One of Florida’s biggest airports announced intentions to reopen Friday morning, two days after a record-breaking downpour stranded flights and passengers and turned Fort Lauderdale’s streets into rivers.
Officials at Fort Lauderdale-Hollywood International Airport announced via a tweet that operations would resume at 9 a.m. after final inspections were completed after sunrise Friday.
“Travelers should check with their airlines for updated flight times BEFORE arriving at the airport.” “We appreciate your patience while we work to restore normal operations,” the message added.
A storm pounded more than 2 feet (60 cm) of rain on the airport Wednesday evening, forcing it to close.
“Nature has been unkind to us,” Broward County Mayor Lamar Fisher said at a news conference at the airport Thursday afternoon.
Although a flood warning had expired, the National Weather Service warned motorists that water-covered roads remained a hazard.
Residents and business owners cleaned up all throughout Fort Lauderdale. While rain began to fall in South Florida on Monday, majority of it fell on Wednesday, and the Fort Lauderdale area recorded record rainfall quantities ranging from 15 inches (38 centimetres) to 26 inches (66 centimetres) in a few of hours.
On Thursday, residents in the city’s Edgewood neighborhood walked through knee-high water or navigated the streets in canoes and kayaks. Dennis Vasquez, a window screen installer, towed some of his neighbor’s things to a car on dry land on an inflatable mattress. When water climbed to his chest in his residence Wednesday night, he lost everything.
“Everything, it’s gone,” he explained in Spanish. “But I will replace it.”
Christopher Alfonso and Tony Mandico, Edgewood neighbors for 50 years, said their homes are most certainly total losses.
They claimed that the neighborhood had never been severely flooded until a sanitary sewage system replaced septic tanks 10 years ago, raising certain streets and channeling rain onto lower roadways.

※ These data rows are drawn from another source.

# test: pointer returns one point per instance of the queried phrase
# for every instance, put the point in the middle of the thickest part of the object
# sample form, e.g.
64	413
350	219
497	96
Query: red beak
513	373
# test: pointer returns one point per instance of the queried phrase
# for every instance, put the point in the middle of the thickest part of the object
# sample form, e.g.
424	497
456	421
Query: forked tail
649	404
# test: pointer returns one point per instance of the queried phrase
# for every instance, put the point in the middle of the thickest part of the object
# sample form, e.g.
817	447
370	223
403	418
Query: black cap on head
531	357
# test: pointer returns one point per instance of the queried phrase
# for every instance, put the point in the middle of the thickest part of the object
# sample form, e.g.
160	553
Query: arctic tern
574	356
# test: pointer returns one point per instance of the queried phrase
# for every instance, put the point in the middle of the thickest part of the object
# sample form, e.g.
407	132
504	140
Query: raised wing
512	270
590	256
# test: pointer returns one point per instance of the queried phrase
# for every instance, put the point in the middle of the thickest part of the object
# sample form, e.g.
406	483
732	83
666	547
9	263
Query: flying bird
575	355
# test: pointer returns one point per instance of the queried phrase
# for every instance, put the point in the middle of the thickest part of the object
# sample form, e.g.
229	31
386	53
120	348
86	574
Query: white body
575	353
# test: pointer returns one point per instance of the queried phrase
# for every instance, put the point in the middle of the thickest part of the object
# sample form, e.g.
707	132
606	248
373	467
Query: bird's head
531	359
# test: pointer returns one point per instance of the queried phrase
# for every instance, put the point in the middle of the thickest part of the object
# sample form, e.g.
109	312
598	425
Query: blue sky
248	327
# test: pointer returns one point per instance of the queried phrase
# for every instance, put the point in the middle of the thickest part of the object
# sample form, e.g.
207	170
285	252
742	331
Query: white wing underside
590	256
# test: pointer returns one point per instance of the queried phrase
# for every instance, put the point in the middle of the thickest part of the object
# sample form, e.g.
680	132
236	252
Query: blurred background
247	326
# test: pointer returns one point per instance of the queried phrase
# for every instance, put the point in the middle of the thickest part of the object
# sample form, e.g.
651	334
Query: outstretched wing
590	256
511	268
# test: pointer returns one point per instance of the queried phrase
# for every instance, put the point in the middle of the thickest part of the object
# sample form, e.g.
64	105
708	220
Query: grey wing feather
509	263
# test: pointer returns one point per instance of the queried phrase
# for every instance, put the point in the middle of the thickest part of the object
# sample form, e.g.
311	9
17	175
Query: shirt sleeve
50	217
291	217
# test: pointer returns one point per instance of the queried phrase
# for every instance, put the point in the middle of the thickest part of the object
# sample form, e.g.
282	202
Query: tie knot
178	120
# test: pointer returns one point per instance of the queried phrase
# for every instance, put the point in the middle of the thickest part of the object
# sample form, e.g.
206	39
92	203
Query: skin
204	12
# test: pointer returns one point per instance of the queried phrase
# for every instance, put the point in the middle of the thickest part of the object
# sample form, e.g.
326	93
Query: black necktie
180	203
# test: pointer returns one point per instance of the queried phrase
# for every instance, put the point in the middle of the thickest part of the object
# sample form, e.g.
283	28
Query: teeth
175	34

According to FlightAware.com, airlines were forced to cancel more than 650 flights in Fort Lauderdale on Thursday.
Southwest cancelled around 50 flights through Friday morning, according to a spokeswoman. According to her, the airline is allowing passengers to rebook flights to and from Miami and Palm Beach at no additional cost.
Frontier Airlines relocated two flights from Fort Lauderdale to Miami but canceled approximately 15 other round trips, according to a spokeswoman. Allegiant Air canceled several flights and redirected others to Tampa, Orlando, and Punta Gorda.
Broward County Public Schools, the nation’s sixth-largest school district with more than 256,000 pupils, canceled classes on Thursday and Friday as flooding filled some halls and classrooms.
The sight on Wednesday as floodwaters swelled in the streets was chaotic, with abandoned automobiles “floating like boats,” according to tow truck driver Keith Hickman.
“A truck would come by, and the wake would push the cars into the other cars, and they were just floating,” he explained. “I’ve never seen anything quite like it.”
The region received “an unprecedented amount” of rain, according to Shawn Bhatti, a meteorologist with the National Weather Service in Miami. Although the meteorological service was still validating totals, several gauges recorded up to 25 inches (63.5 cm) of rain.
“For context, the amount that fell within a six-hour period has a 1 in 1,000 chance of happening within a given year,” Bhatti added. “So it’s a very historical type of event.”